Join me Friday as we evolve from a fear-based, avoidance approach to a proactive, self-confident move forward.

Facing Fear - Part 1

Facing Our Fears


There are different synonyms to fear:  alarm, anxiety, dread, fearfulness, fright, horror, panic, scare, terror, trepidation, etc...

What do you gain by facing and overcoming your fears? You gain self-esteem! You gain courage! You gain wisdom!… You gain yourself! There is a wonderful feeling that comes from being free of your fears. Unchallenged fear becomes a prison for you that prevent you from going forward thus preventing you from accomplishing your goals and living victoriously. It binds and chains your mind so much so that you cannot think outside of the cell that you have allow yourself to be put in.

Avoidance of that fear leads to more avoidance and the fear escalates as you give in to it, thus you give it more power from you. You become powerless and it becomes more powerful over you, sometimes to the point of it becoming a “phobia” which we will discuss later. Being proactive in dealing with your fear will release the chains that bind you.
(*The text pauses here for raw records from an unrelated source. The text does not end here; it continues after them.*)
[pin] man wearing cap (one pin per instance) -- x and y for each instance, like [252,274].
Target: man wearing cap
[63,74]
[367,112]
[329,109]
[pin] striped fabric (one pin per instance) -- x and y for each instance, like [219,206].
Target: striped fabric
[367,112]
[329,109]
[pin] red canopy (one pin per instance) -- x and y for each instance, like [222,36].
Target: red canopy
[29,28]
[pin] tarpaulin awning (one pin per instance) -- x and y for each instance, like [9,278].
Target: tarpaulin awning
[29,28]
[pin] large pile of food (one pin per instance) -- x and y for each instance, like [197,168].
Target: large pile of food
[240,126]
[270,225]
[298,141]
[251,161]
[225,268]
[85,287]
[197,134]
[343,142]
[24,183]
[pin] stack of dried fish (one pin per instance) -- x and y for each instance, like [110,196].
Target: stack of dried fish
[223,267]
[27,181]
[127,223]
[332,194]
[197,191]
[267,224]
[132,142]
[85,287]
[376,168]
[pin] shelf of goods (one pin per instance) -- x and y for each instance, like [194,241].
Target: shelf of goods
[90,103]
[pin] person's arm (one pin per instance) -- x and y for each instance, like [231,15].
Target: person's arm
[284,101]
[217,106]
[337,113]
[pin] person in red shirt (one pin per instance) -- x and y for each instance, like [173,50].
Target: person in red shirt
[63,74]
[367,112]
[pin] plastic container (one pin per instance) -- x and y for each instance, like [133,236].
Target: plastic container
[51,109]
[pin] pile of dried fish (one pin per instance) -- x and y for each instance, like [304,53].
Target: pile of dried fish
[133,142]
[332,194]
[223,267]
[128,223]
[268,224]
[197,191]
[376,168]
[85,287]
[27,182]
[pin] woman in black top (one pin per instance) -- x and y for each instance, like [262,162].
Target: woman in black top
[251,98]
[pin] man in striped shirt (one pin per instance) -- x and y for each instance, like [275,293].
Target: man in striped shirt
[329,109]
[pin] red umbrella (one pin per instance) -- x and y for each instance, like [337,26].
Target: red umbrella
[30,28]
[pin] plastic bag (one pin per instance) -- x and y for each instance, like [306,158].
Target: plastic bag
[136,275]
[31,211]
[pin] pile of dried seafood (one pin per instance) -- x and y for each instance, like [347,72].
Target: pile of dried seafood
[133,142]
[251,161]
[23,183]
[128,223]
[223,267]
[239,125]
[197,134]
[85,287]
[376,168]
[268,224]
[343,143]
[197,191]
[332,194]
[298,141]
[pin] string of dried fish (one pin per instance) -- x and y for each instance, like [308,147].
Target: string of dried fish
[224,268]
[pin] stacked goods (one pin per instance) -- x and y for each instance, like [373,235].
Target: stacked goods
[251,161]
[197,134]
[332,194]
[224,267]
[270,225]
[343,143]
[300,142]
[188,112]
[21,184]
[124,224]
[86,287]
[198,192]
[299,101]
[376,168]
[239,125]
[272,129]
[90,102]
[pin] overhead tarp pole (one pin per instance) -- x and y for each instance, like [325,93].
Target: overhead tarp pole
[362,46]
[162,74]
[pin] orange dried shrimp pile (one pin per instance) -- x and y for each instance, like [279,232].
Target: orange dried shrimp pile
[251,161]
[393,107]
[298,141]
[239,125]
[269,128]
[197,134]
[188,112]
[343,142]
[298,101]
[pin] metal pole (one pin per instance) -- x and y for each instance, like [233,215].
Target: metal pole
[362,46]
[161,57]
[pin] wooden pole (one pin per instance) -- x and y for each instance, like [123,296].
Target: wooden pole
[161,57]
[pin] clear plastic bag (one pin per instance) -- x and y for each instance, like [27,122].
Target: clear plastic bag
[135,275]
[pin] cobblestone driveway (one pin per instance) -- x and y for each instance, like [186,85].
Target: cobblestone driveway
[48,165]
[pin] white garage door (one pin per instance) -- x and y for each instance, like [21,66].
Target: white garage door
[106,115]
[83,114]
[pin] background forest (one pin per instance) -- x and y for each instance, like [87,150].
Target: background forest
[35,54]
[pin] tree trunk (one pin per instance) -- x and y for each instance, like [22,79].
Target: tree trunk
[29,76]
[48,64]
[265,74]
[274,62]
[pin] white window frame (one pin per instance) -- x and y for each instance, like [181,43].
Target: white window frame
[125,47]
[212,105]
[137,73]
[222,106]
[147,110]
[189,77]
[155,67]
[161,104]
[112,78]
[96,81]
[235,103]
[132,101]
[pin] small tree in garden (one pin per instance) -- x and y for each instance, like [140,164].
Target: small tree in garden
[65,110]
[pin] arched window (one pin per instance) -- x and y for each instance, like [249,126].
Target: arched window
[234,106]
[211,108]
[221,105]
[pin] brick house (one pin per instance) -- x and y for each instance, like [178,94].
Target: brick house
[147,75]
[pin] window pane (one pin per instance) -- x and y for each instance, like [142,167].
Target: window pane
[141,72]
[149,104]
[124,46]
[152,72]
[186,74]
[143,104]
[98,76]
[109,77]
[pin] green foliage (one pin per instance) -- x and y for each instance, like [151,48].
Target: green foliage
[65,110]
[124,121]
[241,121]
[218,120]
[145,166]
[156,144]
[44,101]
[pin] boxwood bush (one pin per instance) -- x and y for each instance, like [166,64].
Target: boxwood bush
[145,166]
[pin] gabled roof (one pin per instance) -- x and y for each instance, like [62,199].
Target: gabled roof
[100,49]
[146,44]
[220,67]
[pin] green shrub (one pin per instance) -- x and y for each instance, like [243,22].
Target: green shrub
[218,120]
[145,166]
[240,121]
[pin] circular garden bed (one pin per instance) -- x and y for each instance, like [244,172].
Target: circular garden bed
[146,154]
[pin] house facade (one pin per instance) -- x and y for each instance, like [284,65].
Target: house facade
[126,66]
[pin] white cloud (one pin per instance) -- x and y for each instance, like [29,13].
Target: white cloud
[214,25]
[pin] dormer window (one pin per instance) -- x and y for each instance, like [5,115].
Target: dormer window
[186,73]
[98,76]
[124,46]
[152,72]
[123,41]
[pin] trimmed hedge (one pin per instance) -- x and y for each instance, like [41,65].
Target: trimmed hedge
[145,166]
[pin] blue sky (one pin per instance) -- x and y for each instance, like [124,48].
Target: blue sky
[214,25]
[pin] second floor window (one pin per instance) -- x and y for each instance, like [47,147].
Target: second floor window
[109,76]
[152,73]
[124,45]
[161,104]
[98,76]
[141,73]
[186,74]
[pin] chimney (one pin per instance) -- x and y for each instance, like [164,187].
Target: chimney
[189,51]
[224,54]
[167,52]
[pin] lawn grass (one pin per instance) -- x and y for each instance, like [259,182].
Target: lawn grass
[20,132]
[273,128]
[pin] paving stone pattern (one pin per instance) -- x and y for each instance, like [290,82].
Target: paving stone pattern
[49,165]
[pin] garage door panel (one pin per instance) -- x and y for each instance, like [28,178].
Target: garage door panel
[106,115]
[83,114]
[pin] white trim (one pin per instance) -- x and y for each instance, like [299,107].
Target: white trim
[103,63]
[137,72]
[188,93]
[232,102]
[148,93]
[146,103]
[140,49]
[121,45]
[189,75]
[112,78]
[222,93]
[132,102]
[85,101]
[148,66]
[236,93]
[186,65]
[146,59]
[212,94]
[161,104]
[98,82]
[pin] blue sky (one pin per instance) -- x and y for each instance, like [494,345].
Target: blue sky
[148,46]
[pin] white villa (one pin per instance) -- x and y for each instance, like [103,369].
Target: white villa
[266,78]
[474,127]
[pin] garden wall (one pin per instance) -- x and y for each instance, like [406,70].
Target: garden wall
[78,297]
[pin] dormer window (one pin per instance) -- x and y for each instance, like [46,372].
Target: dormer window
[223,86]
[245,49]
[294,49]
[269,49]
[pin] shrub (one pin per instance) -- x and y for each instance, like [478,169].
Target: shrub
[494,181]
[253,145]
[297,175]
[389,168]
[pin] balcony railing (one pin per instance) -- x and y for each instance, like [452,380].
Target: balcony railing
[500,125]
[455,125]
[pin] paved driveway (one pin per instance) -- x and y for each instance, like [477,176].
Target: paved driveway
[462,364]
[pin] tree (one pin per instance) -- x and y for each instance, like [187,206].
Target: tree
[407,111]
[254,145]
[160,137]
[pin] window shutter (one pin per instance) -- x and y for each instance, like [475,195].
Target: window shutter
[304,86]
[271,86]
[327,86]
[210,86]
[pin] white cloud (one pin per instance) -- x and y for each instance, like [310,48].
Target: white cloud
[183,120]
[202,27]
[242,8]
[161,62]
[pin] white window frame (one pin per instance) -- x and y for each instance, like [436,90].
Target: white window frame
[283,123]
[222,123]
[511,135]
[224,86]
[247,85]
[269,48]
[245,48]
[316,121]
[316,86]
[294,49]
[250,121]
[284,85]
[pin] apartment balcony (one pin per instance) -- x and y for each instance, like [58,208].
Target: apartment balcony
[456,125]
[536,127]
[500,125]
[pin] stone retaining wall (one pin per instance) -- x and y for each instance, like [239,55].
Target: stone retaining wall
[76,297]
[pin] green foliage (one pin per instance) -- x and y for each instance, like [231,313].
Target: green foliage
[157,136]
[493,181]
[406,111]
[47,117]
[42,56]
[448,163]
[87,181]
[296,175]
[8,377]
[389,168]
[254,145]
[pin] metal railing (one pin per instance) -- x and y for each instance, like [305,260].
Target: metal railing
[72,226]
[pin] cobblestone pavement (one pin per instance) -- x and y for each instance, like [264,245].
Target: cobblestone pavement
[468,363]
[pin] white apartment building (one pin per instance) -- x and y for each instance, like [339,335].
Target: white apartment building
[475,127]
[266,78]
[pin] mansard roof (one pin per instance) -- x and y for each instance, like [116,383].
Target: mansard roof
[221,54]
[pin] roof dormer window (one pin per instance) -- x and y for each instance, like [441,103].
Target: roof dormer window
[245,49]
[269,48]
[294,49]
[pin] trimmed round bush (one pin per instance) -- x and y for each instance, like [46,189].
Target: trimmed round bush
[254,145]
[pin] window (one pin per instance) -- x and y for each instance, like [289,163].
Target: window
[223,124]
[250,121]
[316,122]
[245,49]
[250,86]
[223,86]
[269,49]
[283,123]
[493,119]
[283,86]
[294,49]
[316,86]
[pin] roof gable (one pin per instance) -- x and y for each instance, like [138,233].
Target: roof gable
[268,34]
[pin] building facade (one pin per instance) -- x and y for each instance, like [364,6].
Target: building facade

Your body reacts to fear. When the brain thinks or perceives that a situation is possibly life threatening, it reacts in 1 of 2 ways, “Fight or Flight”. “Fight” is the pathway of aggression to defend yourself and “flight” is the fear reaction that sets the body in motion to run or escape from the threat. This "fight or flight response" is essential in truly dangerous circumstances to decrease the chance of injury or death.

The key word here is "perceives". The perception that a situation is life threatening does not mean it is. And that is the problem. All of us have experienced fear at one time or another, but only some of us have actually experienced it to the point that we are in physical life threatening danger. However, although we may not be truly experiencing a life-threatening situation, because of our “perception” our body reacts as if we were.

This week we will discuss the symptoms of fear and the steps necessary to overcome it.